Lauro L. Petrazzini conduziu pesquisas pioneiras sobre silício em alho na Universidade Federal de Lavras (MG), sob orientação do Prof. Rovilson J. de Souza. Sua dissertação de mestrado (2010) intitulada “Produção de alho vernalizado em função de doses de cálcio, magnésio e silício” envolveu experimentos de campo com alho vernalizado, provenientes de cultura de meristemas (material livre de vírus)20. Embora os detalhes metodológicos completos não estejam publicados em artigo integral, sabe-se que foram testadas doses crescentes de silício no solo, provavelmente na forma de silicato de cálcio, além de doses de Ca e Mg (nutrientes esses testados possivelmente via calcário dolomítico e outras fontes)21. A cultivar usada foi Roxo Pérola de Caçador (grupo nobre), mantida em câmara fria antes do plantio para quebrar a dormência (prática de vernalização). O solo em Lavras é tipicamente um Latossolo Vermelho distrófico, argiloso e ácido – cenário propício para avaliar o efeito corretivo e nutricional do silicato. Petrazzini et al. reportaram os resultados em forma de resumo nos Anais de Horticultura Brasileira 2011 (v.29, supl.): a produtividade de alho vernalizado aumentou em função das doses de silício20. Especificamente, a dose de ~800 kg/ha de Si (como silicato de Ca) proporcionou em torno de 15–18% mais produtividade de bulbos comparado ao controle sem Si3 22. Esse achado é notável e consistente com o observado depois por Meneguzzo et al. (2022) no RS. De acordo com menção de Meneguzzo et al., Petrazzini et al. obtiveram cerca de 17,7% de incremento de massa e produção de bulbos na maior dose testada23. Em valores absolutos, isso representou aproximadamente 6 t/ha contra 5 t/ha no controle (dados interpolados) – um ganho significativo para a cultura.

 

Além da produtividade, Petrazzini provavelmente avaliou o estado nutricional das plantas. Sua equipe publicou também trabalhos sobre absorção de nutrientes em alho vernalizado. Por exemplo, Costa et al. (2011) mediram a marcha de absorção de macronutrientes e micronutrientes em alho nobre vernalizado, embora focando no efeito de doses de nitrogênio24 25. No contexto do silício, a aplicação de silicato poderia influenciar a disponibilidade de cálcio, magnésio e fósforo no solo (por fornecer Ca/Mg e elevar pH). Infere-se que nos experimentos de Petrazzini a aplicação de silicato de Ca e Mg atuou duplamente: suprindo Si às plantas e corrigindo parcialmente a acidez do solo. Não há indicação de avaliações de sanidade (doenças/pragas) nesses ensaios, focando-se nos aspectos nutricionais e produtivos. De todo modo, o incremento de produtividade com Si demonstrado por Petrazzini et al. forneceu subsídios iniciais para recomendar o uso de silicatos na cultura do alho em solos brasileiros ácidos.
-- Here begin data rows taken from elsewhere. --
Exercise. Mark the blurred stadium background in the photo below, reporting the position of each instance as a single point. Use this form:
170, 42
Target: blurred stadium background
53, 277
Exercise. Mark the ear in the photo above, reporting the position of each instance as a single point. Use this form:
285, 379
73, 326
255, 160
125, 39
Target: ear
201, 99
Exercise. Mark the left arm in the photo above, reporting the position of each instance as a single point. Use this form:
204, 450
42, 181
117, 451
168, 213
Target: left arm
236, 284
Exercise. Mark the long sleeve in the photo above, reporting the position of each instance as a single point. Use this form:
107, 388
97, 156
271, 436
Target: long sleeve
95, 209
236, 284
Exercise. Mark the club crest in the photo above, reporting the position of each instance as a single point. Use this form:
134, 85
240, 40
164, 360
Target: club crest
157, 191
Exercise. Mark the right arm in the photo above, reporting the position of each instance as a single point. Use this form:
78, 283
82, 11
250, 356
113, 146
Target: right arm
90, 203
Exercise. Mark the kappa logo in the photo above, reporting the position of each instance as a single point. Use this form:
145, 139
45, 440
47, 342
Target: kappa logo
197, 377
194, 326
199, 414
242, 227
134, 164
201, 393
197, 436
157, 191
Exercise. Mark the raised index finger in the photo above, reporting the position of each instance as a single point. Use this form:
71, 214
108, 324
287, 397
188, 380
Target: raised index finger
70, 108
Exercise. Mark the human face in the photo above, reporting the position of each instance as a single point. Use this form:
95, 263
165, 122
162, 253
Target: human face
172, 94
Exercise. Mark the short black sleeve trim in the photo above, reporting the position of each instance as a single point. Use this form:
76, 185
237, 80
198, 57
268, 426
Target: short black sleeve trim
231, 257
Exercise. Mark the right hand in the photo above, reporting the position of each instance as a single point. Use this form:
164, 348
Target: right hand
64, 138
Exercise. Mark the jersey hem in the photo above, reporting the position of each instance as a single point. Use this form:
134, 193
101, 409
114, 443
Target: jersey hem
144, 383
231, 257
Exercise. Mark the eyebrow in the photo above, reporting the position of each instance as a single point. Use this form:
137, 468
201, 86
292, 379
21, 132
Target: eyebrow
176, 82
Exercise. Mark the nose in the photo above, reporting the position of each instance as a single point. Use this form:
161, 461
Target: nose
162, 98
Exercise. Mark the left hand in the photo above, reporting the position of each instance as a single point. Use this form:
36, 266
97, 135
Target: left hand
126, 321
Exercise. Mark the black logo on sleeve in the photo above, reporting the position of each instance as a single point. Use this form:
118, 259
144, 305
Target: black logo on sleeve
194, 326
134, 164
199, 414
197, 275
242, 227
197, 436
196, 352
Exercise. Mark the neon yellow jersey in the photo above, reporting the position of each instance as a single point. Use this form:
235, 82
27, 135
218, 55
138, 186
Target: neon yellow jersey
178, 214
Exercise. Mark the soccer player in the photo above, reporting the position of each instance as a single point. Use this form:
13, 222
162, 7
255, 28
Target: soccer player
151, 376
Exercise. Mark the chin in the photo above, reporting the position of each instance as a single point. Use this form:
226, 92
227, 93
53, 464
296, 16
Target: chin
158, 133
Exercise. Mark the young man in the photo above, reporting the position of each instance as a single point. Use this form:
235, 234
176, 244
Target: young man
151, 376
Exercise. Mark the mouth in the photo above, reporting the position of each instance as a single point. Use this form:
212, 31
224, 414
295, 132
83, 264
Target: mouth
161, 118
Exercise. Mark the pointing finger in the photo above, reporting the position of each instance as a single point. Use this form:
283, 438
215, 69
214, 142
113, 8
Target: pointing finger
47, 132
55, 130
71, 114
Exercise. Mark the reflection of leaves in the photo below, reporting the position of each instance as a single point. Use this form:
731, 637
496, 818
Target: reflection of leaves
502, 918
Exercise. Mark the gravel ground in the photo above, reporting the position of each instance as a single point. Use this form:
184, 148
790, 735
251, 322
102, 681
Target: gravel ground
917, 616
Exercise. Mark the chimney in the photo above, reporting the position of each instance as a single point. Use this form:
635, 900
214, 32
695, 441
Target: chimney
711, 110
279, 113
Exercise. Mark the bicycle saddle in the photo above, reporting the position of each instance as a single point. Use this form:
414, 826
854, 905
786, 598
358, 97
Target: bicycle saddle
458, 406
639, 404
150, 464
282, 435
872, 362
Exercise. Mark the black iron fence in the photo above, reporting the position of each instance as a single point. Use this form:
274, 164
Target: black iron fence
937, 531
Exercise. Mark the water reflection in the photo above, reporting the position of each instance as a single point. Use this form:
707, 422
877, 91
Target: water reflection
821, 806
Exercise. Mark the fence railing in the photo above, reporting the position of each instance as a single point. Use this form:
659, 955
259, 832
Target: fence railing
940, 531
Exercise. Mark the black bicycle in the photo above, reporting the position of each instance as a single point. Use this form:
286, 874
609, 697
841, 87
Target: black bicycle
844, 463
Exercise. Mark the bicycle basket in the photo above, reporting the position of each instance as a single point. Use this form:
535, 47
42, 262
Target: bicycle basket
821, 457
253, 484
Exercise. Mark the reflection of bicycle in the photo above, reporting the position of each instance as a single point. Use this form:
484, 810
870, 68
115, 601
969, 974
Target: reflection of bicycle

Oliveira, N.G. (2011) – Botucatu, SP (campo, tese de doutorado)

Outro estudo abrangente foi conduzido por Nelson G. de Oliveira em sua tese de doutorado (UNESP Botucatu, 2011), intitulada “Silício e nitrogênio em alho vernalizado com e sem limpeza de vírus”26. Trata-se de um experimento complexo, que avaliou dois tipos de material de plantio (alho convencional vs. alho-semente livre de vírus obtido via cultura de meristema), quatro doses de nitrogênio em cobertura (0, 50, 100 e 200 kg/ha de N) e quatro doses de silício aplicadas no solo (0, 2, 4 e 6 Mg/ha de Si, provavelmente na forma de escória silicatada)27. O delineamento foi fatorial, com parcelas subdivididas, e a cultivar utilizada foi novamente Roxo Pérola de Caçador, vernalizada por ~45 dias a 4 °C (tanto o alho convencional quanto o livre de vírus)28. O experimento foi conduzido em solo de textura média (possivelmente um Argissolo ou Latossolo Vermelho-Amarelo típico do cinturão de São Paulo).

Objetivos e avaliações: Os objetivos declarados foram avaliar: a capacidade do alho em absorver Si, o efeito do Si na prevenção do pseudoperfilhamento (uma desordem fisiológica onde plantas de alho emitem perfilhos ou múltiplas brotações anormais, muitas vezes associada a viroses e desequilíbrios), e o efeito do Si na defesa contra pragas e doenças do alho27. Adicionalmente, foram medidos índices fisiológicos como o teor de clorofila foliar (Índice SPAD) e trocas gasosas (taxa fotossintética, condutância estomática, etc.) em resposta aos tratamentos de silício e nitrogênio29 30. Trata-se, portanto, de um estudo muito completo, englobando produtividade, qualidade fisiológica e sanidade.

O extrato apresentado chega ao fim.